Con cui parlo pochissimo, velocemente e confusamente?
Un amico che non ho mai veramente ascoltato? No, non è possibile, non l’ho mai trattato veramente come un amico”. Così ha avuto inizio la meditazione che mi ha portato a Roma, dove ho avuto, ancora una volta, la prova che il Signore è sempre al mio fianco, che mi parla continuamente, basta aprire le orecchie del cuore.
Ho finalmente imparato a dialogare con Lui attraverso la preghiera che ora è per me un rifugio, un angolino in cui ci siamo solo io e Lui a scambiarci le nostre confidenze, io Gli parlo quando prego, e Lui mi risponde presentandomi una frase da leggere o qualcuno che, anche implicitamente, mi guida. Insomma, ora sì che siamo amici.

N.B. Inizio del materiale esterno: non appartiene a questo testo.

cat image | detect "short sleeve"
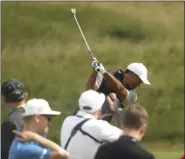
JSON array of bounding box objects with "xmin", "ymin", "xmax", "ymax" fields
[
  {"xmin": 121, "ymin": 90, "xmax": 137, "ymax": 105},
  {"xmin": 17, "ymin": 144, "xmax": 51, "ymax": 159},
  {"xmin": 98, "ymin": 121, "xmax": 121, "ymax": 142}
]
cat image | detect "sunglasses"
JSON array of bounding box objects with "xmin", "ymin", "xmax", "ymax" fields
[{"xmin": 41, "ymin": 115, "xmax": 52, "ymax": 122}]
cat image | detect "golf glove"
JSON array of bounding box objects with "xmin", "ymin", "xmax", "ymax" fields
[{"xmin": 92, "ymin": 61, "xmax": 106, "ymax": 75}]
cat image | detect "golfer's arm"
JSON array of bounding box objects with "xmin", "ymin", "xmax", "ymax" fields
[
  {"xmin": 34, "ymin": 134, "xmax": 69, "ymax": 158},
  {"xmin": 104, "ymin": 72, "xmax": 127, "ymax": 101},
  {"xmin": 86, "ymin": 70, "xmax": 97, "ymax": 90}
]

Prima ero convinta di essere solo io ad aver bisogno di Lui, adesso so che anche Lui ha bisogno di me, mi chiede attenzione, lo fa con la massima discrezione e delicatezza, mi lascia libera e mi rispetta, ma desidera tanto la mia compagnia e soffre in silenzio se lo ignoro. Lui, per me, è un amico da coccolare, che soffre la solitudine quando me ne dimentico e che, comunque, è sempre disposto a donarmi, gratuitamente, il Suo Amore. Quando ho lasciato Roma, ho portato con me tutto questo ed oggi ho il cuore pieno di gioia e di serenità. Dal mio rientro mi sento con Lui e sento Lui in me che mi accompagna in ogni momento della giornata, è una presenza che mi dà calore, che mi rende forte. Lo vedo nei miei familiari, nei miei colleghi, nei miei amici e provo una felicità diversa da quella solita, una felicità assoluta, piena, completa, invincibile, che nessuno può scalfire. Ora posso dire che il vero incontro con Dio è ciò che dà senso a tutta la nostra vita che, diversamente, sarebbe vuota e triste.
A Roma ho gustato ogni momento della condivisione con le altre ragazze, prima estranee e, poi, unite davanti al Signore che ha legato i nostri cuori con il suo Amore fino a farci sentire appartenenti ad una sola famiglia, certe di ritrovarci nella preghiera e, perché no, di rincontrarci lungo la strada del nostro viaggio, per me appena iniziato, verso Damasco.
Concludendo, se qualcuno dovesse chiedermi, ora, cosa rappresenta per me il soggiorno con le Annunziatine a Roma, gli risponderei che questo, così come qualsiasi altro viaggio il Signore abbia in animo per noi, vorrà significare sempre e solo avvicinarmi il più possibile a Lui per sentirmi davvero a casa.
Sperando di essere riuscita a trasmettervi la gioia che provo nello scrivere del Signore, in modo che possiate tutti beneficiare di quanto mi è  stato da Lui regalato, vi saluto affettuosamente.